It is common to experience ups and downs in running a business including property investment. It is like a cycle that you cannot avoid because that’s how it works.
Every downturn may affect differently to every individual investor. Some of them are significantly affected to the point they cannot get back to where they were.
Some of them successfully survive and continue expanding their investment. It depends on each individual situation regarding to financial setting and other crucial factors.
However, there are always some lessons you can learn from a property downturn. Thus, it is not always a bad thing.
What to learn from a property downturn
There are things you can actually learn from property downturn. So whenever it happens to you, you won’t feel too helpless because there will be something you can gain even if it is not in a form of financial benefit.
Remember that property business has its cycle more or less. The cycle is always about downturn, stabilization, and upturn.
There is also possibility for a property cycle to boom. However, it may take years after severe downturn for it to truly happen in a property market. The point is, each period is cycled.
It means, the downturn won’t last forever. A downturn is one part of the cycle so it will change eventually.
What to learn is how to be more prepared to face the downturn so your investment won’t get affected significantly.
What you can learn from a property downturn is that short term factors are not what can help you to survive, the long-term strategies are.
Through property downturn you will learn that cash flow is not the only important thing to survive. In fact, capital growth of your portfolio plays more important role.
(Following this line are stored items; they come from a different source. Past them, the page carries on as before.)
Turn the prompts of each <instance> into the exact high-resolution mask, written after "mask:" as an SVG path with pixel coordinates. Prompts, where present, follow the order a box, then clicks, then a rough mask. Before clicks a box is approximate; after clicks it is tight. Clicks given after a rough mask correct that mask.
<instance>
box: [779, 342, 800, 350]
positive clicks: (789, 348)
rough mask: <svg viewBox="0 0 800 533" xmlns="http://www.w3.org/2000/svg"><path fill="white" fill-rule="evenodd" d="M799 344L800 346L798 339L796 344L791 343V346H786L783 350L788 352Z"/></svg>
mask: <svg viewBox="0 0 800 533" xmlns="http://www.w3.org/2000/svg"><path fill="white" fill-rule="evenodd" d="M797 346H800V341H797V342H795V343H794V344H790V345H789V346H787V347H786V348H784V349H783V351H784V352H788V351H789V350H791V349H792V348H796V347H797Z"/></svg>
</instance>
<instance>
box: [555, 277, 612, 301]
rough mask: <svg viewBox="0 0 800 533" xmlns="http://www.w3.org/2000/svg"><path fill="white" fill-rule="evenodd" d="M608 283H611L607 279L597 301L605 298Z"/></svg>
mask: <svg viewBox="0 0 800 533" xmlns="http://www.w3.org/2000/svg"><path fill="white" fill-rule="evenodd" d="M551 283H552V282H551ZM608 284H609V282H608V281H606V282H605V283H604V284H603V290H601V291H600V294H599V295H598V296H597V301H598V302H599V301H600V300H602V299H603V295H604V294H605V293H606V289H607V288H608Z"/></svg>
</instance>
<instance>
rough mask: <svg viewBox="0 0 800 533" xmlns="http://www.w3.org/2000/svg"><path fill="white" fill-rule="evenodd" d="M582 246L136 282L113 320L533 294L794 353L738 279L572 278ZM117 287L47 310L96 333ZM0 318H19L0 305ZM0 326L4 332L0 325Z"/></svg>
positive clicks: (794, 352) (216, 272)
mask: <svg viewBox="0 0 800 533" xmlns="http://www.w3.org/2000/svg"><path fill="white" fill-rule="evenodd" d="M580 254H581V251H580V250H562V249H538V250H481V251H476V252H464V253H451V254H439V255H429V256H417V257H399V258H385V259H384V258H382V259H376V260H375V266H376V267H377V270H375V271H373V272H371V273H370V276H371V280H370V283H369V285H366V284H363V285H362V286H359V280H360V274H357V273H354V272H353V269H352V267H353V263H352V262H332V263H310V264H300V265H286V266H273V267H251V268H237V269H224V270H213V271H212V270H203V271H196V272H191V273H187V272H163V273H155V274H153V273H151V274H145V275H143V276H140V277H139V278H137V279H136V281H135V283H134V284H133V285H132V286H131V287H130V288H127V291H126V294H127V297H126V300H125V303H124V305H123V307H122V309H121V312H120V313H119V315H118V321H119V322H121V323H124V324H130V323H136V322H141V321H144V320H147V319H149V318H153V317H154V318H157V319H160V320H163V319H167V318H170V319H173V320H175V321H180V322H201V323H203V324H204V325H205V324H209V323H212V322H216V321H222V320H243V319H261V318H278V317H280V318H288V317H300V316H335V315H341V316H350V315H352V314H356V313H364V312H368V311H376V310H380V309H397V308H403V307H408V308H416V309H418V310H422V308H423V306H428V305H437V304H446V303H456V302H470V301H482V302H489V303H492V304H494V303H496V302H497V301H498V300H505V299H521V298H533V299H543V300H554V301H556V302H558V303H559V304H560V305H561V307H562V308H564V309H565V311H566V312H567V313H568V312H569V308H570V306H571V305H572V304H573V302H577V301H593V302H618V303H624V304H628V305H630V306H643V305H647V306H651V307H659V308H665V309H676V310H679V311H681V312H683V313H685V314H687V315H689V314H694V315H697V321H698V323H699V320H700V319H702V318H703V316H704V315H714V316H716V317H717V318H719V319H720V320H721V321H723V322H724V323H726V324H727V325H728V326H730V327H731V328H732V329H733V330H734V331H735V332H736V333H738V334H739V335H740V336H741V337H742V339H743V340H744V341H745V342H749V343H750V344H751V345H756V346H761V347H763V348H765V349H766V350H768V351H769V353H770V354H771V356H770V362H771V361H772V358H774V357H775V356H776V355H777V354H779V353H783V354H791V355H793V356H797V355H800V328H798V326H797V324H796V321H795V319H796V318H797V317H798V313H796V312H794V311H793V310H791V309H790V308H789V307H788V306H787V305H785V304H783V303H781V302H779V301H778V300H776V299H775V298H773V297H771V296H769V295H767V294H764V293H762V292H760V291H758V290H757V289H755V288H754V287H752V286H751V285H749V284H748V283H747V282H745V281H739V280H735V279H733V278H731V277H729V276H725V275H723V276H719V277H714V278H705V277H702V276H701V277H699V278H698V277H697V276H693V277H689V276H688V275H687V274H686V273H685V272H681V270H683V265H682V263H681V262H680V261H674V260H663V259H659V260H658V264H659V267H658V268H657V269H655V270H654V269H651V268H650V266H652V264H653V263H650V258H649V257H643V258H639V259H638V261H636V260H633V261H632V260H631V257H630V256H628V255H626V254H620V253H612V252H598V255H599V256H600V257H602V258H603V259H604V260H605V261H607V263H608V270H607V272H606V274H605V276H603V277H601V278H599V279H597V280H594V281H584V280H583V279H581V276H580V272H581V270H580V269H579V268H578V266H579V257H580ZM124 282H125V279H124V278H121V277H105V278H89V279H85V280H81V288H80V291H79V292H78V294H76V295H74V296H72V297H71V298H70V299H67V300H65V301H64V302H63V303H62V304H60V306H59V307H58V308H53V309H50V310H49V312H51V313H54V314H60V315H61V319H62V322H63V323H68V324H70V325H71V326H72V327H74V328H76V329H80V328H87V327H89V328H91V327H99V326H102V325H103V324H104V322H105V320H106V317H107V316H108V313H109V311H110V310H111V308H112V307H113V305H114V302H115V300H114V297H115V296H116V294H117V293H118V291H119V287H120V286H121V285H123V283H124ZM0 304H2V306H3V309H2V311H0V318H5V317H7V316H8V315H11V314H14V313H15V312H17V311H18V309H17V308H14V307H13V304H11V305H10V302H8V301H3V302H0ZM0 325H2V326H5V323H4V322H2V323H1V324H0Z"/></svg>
Following long-term strategies will save you from severe loss during a downturn.
You need to keep in mind that property investment business is a finance game.
Thus, every step you take needs to be calculated. Your finance structure needs to be solid and correct in order to be ready to face a downturn in property market. It is also highly recommended to be prepared with financial buffer so you still have financial source you can rely on during a crisis.
A property downturn will teach you that location of property is more important than the price.
Most investors focus on getting property investment with low price. However, that type of investment property rarely survive whenever a downturn happens.
Buying investment grade property at the right location with healthy local economic growth is more recommended. Investment grade property has been proved to be more resilient to break during a downturn.
The market has its phases.
However, smart investors won’t budge just because of that. You need to be creative and smart investors who focus on growing portfolios and investing in the right properties that match your financial situation.
Making long-term strategies is also the key to survive from any phase happening in the market. This way, you will always be steps ahead of the average.